The paper-based sculptures I produced while I undertake the artist in residency at the Cité des Arts is one of my 3D works based on that formula. Natural form was translated and then was subjected to a process of reverse engineering and then to finally create 2D shapes and patterns when the 2D drawing was assembled, construct the physical model, it leads to other questions. So how do we make use of, how do we integrate the materials of the real world and the software model together? Well I’ll show you – it has some good results as well as creating a few questions for me to deal with in future. The residency in France was an invaluable experience – I travelled extensively to collect interesting natural form and learn more about fabrication techniques, along with the repetition and modifications of existing form. Modularity is another characteristic of 3D modelling that I’d like to further explore in my next project.

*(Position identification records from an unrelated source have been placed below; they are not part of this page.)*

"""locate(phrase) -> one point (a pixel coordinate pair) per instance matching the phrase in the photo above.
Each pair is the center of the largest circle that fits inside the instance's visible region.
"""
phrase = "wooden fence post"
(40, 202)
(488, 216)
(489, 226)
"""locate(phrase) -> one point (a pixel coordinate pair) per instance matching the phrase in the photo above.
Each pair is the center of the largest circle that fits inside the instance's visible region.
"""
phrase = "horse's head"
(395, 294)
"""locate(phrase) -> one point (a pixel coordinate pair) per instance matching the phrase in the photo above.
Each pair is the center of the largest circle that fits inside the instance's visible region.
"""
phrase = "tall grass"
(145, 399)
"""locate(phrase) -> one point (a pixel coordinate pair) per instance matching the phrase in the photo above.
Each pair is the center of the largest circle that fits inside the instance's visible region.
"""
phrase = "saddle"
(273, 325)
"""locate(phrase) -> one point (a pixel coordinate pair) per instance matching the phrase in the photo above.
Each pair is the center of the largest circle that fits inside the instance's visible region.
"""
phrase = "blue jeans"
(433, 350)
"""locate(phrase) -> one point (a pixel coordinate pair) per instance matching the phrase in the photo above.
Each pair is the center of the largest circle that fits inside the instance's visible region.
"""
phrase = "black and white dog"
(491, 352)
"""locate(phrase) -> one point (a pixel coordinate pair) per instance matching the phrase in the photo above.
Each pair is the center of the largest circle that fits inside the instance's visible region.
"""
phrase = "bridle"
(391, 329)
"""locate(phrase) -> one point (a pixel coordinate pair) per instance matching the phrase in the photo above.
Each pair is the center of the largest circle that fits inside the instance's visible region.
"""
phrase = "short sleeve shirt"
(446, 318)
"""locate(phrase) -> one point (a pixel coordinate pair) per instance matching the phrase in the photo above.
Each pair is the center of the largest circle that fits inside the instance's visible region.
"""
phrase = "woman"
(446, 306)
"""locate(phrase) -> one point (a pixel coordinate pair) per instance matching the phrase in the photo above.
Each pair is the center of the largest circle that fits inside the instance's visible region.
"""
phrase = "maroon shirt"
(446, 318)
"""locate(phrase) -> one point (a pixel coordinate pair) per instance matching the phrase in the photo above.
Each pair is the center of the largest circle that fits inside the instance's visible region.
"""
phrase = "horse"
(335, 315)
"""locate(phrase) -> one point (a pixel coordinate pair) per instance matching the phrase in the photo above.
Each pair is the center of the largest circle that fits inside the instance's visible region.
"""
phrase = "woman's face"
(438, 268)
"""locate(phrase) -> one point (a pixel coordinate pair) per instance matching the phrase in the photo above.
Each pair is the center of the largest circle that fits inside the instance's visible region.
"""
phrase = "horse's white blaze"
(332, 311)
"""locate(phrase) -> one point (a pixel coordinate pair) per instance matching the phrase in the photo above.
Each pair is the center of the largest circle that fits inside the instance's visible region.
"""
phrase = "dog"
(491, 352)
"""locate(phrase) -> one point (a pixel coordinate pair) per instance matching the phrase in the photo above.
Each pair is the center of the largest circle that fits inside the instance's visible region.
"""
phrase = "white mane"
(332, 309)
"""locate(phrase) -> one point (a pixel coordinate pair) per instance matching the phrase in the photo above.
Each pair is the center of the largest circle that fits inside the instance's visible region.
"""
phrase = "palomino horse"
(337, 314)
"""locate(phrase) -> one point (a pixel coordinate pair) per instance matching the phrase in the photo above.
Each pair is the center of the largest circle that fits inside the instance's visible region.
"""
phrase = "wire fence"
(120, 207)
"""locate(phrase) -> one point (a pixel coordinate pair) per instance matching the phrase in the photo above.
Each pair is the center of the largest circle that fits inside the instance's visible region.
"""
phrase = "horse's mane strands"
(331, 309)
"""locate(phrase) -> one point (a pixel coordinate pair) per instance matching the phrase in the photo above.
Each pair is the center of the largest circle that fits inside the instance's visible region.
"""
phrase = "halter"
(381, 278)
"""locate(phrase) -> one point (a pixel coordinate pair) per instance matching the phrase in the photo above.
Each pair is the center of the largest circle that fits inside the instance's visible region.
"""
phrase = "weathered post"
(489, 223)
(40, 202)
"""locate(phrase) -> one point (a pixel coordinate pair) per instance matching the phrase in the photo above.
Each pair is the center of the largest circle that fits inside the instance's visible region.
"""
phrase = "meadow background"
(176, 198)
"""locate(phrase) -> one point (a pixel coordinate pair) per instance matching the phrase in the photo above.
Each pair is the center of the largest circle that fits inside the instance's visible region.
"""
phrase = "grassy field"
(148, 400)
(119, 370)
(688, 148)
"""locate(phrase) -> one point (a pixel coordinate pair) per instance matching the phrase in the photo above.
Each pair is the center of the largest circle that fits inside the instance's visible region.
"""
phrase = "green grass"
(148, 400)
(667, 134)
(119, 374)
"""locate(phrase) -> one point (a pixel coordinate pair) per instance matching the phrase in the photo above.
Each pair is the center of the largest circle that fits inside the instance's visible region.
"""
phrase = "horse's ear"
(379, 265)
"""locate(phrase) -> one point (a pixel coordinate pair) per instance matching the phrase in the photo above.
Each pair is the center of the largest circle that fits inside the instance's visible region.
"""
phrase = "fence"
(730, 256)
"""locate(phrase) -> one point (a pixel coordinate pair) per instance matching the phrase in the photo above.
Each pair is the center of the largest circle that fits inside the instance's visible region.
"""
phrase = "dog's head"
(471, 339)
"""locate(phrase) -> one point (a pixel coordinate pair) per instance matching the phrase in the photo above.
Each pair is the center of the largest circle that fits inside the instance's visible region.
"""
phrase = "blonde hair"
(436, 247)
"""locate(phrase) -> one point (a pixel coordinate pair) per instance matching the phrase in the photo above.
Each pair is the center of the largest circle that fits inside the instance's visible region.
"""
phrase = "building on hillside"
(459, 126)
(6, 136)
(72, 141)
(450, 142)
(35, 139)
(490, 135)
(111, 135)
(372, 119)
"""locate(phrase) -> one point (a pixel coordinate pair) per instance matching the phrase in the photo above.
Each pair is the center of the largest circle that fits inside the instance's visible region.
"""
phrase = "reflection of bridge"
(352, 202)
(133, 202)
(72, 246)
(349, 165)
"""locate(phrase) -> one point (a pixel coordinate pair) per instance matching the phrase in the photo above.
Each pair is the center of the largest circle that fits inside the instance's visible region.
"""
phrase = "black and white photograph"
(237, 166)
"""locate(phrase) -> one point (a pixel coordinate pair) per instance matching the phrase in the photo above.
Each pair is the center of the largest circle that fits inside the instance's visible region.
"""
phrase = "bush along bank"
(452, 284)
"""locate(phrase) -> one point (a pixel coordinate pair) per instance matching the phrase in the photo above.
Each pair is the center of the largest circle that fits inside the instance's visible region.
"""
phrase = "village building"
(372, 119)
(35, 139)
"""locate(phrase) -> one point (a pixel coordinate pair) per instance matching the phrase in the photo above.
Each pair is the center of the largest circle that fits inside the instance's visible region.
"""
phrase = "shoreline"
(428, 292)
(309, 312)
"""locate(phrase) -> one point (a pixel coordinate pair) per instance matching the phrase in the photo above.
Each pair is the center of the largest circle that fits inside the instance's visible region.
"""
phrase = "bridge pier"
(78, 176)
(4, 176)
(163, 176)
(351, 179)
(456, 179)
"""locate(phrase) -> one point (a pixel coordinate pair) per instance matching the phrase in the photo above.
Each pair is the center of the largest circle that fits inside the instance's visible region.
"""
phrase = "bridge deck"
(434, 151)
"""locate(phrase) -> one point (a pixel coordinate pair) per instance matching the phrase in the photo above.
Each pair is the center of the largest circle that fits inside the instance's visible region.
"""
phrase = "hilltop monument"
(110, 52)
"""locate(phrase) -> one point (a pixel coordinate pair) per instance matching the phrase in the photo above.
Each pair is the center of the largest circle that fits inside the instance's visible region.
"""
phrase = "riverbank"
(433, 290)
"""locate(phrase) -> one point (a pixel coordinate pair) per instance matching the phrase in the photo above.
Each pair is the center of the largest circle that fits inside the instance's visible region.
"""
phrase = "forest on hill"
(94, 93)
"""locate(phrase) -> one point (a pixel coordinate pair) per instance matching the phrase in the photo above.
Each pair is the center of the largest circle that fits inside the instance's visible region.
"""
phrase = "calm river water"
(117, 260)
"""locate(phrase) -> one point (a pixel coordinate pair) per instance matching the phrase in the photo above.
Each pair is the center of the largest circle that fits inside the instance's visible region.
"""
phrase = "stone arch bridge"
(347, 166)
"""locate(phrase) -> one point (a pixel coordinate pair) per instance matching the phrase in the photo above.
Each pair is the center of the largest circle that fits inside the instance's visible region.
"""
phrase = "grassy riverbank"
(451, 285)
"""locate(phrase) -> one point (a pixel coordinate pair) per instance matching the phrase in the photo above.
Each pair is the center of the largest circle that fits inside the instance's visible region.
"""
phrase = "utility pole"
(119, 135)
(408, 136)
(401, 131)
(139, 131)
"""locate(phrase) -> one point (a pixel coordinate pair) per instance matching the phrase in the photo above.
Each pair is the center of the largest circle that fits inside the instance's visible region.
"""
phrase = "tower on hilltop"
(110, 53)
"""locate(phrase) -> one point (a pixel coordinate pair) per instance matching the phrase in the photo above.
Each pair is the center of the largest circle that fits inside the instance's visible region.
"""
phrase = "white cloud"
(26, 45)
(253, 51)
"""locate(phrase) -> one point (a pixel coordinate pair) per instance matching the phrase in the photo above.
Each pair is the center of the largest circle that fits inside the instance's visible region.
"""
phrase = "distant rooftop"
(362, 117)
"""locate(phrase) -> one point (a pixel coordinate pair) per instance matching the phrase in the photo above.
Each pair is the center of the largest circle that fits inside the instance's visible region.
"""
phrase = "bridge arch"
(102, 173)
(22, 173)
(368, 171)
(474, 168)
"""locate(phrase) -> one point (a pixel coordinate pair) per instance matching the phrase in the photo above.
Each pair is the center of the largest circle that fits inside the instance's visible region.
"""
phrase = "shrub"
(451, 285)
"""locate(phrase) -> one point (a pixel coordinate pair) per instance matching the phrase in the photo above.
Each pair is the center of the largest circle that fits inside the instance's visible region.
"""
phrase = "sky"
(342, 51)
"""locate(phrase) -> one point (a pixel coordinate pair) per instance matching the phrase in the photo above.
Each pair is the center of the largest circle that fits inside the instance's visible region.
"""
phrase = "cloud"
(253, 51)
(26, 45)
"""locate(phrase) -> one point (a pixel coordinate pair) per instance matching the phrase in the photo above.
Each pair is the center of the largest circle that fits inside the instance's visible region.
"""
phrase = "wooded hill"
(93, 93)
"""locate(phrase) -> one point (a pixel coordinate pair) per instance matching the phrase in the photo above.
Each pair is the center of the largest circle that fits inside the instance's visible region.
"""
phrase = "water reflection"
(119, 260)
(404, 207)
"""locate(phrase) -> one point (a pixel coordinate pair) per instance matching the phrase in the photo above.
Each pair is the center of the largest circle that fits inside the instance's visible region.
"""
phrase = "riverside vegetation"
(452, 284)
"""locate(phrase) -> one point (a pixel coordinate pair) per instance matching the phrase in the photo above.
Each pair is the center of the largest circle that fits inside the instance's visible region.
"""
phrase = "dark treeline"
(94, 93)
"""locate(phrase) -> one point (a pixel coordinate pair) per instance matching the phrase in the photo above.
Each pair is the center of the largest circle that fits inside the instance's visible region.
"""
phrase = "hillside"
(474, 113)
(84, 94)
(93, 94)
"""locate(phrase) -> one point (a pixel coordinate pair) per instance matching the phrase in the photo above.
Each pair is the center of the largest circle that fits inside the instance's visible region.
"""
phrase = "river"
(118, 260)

To conclude this presentation I would like to thank many people without whose dedication and support I would not have had this opportunity. First of all I would like to thank Caroline Williams-Mora and her family; Louise Vigar, Mary Delahunty, the board of the Georges Mora Foundation and its sponsor for providing me the fellowship and the generous support. I would also like to thank Shane Carmody, Dianne Reilly, Robert Heather and the staff of the State Library of Victoria for enabling my research at the State Library and for organising this presentation. Many thanks to Adrian Wagner, Patrice Pauc, Sylvie Christophe, and the embassy of France in Canberra for their sponsorship and valuable advice while I undertook the artist-in-residency at the Cité des Arts in Paris. Furthermore, I would like to offer my gratitude to Professor John Redmond, Dean of Art and Design; Professor Anne Marsh, Professor Robert Nelson, Associate Professor Arthur De Bono, Kathie Barwick, and my colleagues in the Faculty of Arts at Monash University, for making possible and sponsoring my research. Many thanks to Guy Abrahams and Emily Rose Davis, to Alexandra Boyle who was my host in Menton, to David Harley my host in Frankfurt and Richard Skinner my host in London. I would like to thank everybody who came to the presentation this evening, thank you.